In response to:

Owing Your Soul to the Company Store from the November 29, 1973 issue

To the Editors:

In reading Ralph Nader and Mark Green’s November 29 article about the abuse of corporate power, I was struck by the flat assertion that San Francisco’s high rise construction is, “…costing eleven dollars in services for every ten dollars the high rises contribute in taxes.” That is not true. Some consider the new high rise buildings undesirable because they do change the pre-existing architectural look of the city. The new high rises also tend to use more energy than older structures. But to say they don’t pay their own way in the narrow fiscal sense of public service costs versus tax contributions is so erroneous as to cast doubt on the validity of the other charges leveled in the article.

San Francisco’s civic books are not set up for easy spatial cost accounting, so it is hard to come up with an exact public profit and loss statement for the tall buildings, but office buildings, commercial stores, and banks make up over 21 percent of San Francisco’s assessment base. Highrise structures are fully assessed and pay the full property tax rate. That tax brings in about 70 percent of all locally generated revenues. About 16 percent of the city’s expenditures go to general administrative functions that would still be required even if no high rise structures were ever built. Of the remaining expenditures, 21 percent goes to public welfare, 21 percent to public safely, 31 percent to schools, 14.5 percent to streets, sanitation, corrections, and miscellaneous, while 12 percent goes to health and hospitals. Thus all but a small percent of the city’s dollars are spent on serving people whose needs would not shrink with the removal of the high rise structures that provide space for several hundred thousand workers in San Francisco. Many of these workers live in surrounding communities so that their children do not get their schooling from the City and County of San Francisco.

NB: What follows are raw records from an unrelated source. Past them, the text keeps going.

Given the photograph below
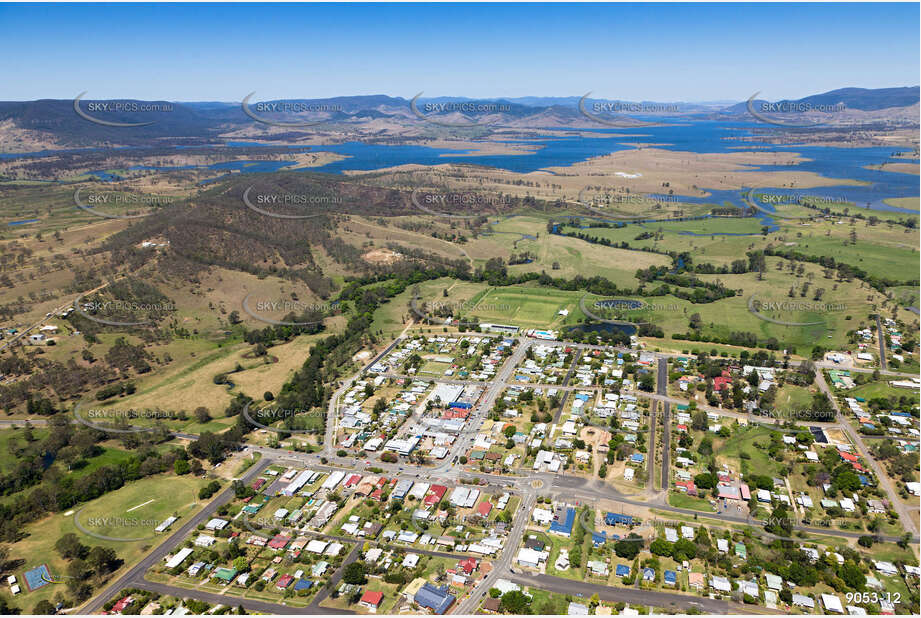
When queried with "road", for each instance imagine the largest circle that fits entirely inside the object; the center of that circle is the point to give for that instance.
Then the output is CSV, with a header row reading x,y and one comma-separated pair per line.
x,y
904,511
527,484
575,360
136,573
662,389
250,605
633,596
883,363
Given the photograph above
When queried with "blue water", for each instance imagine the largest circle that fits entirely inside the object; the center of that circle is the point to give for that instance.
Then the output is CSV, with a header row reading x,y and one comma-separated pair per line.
x,y
707,136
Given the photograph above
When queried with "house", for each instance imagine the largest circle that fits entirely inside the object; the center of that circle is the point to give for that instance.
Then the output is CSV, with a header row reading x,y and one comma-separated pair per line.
x,y
542,516
372,599
225,574
801,600
886,568
564,528
123,603
599,568
205,540
435,598
468,565
720,584
832,604
612,519
531,558
284,581
178,558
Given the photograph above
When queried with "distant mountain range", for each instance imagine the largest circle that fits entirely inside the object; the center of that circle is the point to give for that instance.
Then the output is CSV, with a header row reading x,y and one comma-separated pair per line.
x,y
851,98
54,121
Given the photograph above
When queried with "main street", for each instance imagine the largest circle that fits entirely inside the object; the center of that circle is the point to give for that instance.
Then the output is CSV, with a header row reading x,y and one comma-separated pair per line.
x,y
528,484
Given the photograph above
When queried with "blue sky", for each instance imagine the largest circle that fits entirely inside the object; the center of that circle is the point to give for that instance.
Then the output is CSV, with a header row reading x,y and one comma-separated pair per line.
x,y
221,52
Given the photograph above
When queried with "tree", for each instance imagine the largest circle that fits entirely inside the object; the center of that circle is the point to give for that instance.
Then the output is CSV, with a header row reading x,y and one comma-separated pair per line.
x,y
515,602
866,541
202,415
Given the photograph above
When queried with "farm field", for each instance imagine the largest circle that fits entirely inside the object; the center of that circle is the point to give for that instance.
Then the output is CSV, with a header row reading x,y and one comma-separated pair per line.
x,y
172,494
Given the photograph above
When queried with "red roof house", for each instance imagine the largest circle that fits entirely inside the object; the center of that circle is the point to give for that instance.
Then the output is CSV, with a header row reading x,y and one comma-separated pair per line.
x,y
468,565
372,599
280,541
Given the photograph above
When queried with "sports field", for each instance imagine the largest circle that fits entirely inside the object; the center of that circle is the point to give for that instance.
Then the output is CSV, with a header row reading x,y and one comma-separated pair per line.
x,y
170,493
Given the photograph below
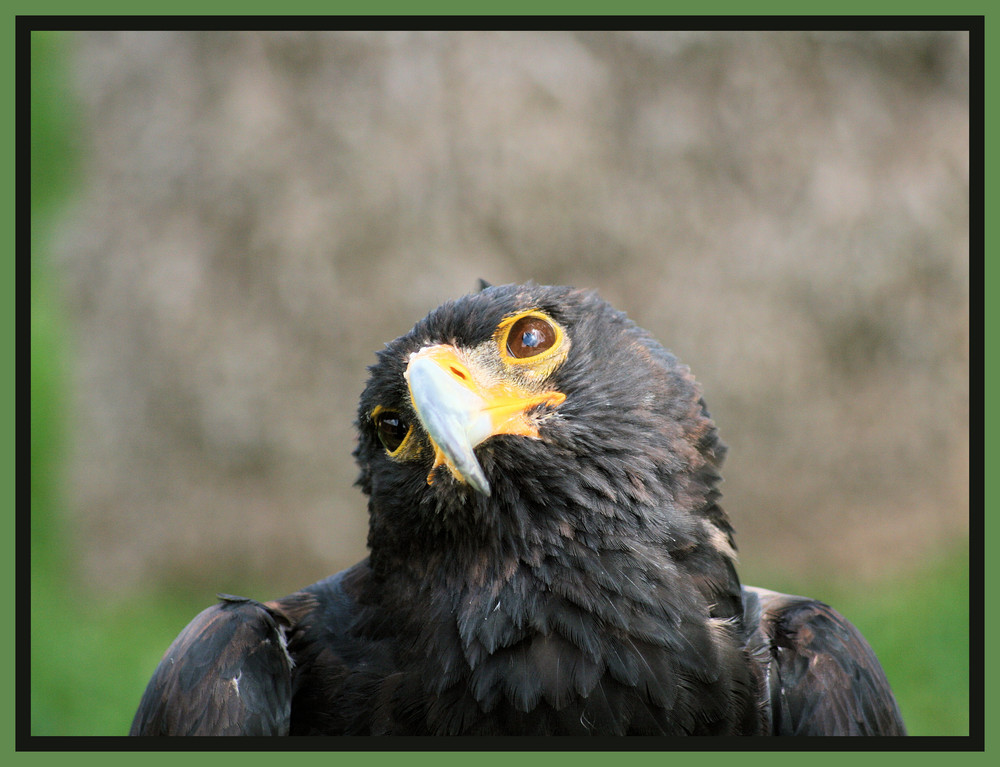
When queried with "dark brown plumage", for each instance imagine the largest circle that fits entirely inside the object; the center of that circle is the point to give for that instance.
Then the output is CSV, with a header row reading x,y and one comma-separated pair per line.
x,y
548,556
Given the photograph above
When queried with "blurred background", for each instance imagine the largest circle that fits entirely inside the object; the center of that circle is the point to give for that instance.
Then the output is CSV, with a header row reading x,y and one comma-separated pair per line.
x,y
226,226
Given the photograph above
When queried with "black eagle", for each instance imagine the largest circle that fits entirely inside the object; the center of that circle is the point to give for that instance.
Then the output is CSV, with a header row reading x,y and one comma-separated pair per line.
x,y
548,556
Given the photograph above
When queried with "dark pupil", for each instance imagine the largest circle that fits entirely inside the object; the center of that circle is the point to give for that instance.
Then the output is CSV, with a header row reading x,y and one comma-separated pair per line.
x,y
530,336
392,429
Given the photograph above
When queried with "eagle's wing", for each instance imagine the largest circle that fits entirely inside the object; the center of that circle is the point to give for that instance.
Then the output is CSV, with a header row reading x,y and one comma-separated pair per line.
x,y
823,677
227,673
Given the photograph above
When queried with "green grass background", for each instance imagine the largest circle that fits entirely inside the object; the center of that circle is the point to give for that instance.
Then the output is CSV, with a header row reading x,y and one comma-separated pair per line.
x,y
90,659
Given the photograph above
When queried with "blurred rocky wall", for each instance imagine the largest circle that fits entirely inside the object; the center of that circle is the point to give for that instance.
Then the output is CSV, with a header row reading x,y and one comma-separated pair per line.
x,y
788,212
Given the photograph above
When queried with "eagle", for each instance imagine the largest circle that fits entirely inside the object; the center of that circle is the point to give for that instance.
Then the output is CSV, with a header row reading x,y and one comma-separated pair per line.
x,y
547,556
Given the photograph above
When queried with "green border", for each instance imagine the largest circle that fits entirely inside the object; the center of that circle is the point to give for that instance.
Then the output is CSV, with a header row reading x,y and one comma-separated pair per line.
x,y
627,7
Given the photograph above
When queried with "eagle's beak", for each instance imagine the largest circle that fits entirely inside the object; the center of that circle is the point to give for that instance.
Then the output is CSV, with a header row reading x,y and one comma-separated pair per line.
x,y
460,405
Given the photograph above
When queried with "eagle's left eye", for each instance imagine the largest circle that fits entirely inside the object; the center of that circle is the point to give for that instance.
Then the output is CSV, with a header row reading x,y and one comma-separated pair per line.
x,y
529,336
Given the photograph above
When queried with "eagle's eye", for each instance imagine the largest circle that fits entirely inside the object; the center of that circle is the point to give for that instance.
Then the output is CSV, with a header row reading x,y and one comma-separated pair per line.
x,y
529,336
392,429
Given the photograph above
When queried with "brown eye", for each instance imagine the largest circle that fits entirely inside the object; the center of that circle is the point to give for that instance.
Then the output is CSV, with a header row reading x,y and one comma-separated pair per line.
x,y
392,429
529,336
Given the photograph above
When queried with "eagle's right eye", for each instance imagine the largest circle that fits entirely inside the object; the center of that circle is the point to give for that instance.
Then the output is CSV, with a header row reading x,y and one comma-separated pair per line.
x,y
392,429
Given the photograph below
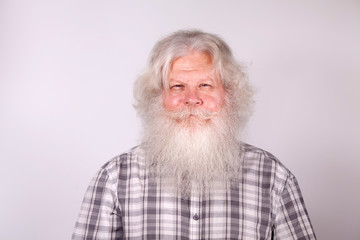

Most of the people-serving costs San Francisco and our other major metropolitan centers pay would still be required here if high rise buildings were to disappear. While their desirability should be judged on more than fiscal grounds, their marginal revenue contributions exceed the marginal costs they impose upon the city.

Urban problems will never be solved, or urban strengths built upon, if we fabricate charges that suggest our problems stem from tall buildings or any other simple physical manifestation of underlying economics and social forces. Nor can we really identify and deal with the antisocial abuses of corporate power if we shot gun big business with real and fallacious charges.

Claude Gruen

San Francisco, California

Mark Green and Ralph Nader replies:

It is good that Union Camp is finally beginning to clean itself up, but that is hardly an occasion for self-congratulation. Union Camp—compelled by federal and state antipollution laws and authorities, chastised for its environmental insensitivities in the 1971 Water Lords by James Fallows, subsidized helpfully by municipal bond—has come to see the light only when it felt the heat. A Georgia water official told us on February 7, 1974, “Of course they didn’t clean up voluntarily. We had to threaten to go to court with them, and they saw the handwriting on the wall.” Also, Union Camp has perhaps spent more than other mills on pollution controls at its Savannah plant because that plant was so much more polluting than comparable paper mills.

As for Claude Gruen’s assertions concerning our comment that San Francisco’s high rise construction has cost more in services than it has generated in tax revenues—we refer him and any interested readers to a report published by The San Francisco Bay Guardian, which clearly documents our statement. (The Ultimate Highrise—San Francisco’s Mad Rush to the Sky, obtainable from The San Francisco Bay Guardian 1070 Bryant St., San Francisco, Cal. 94103.)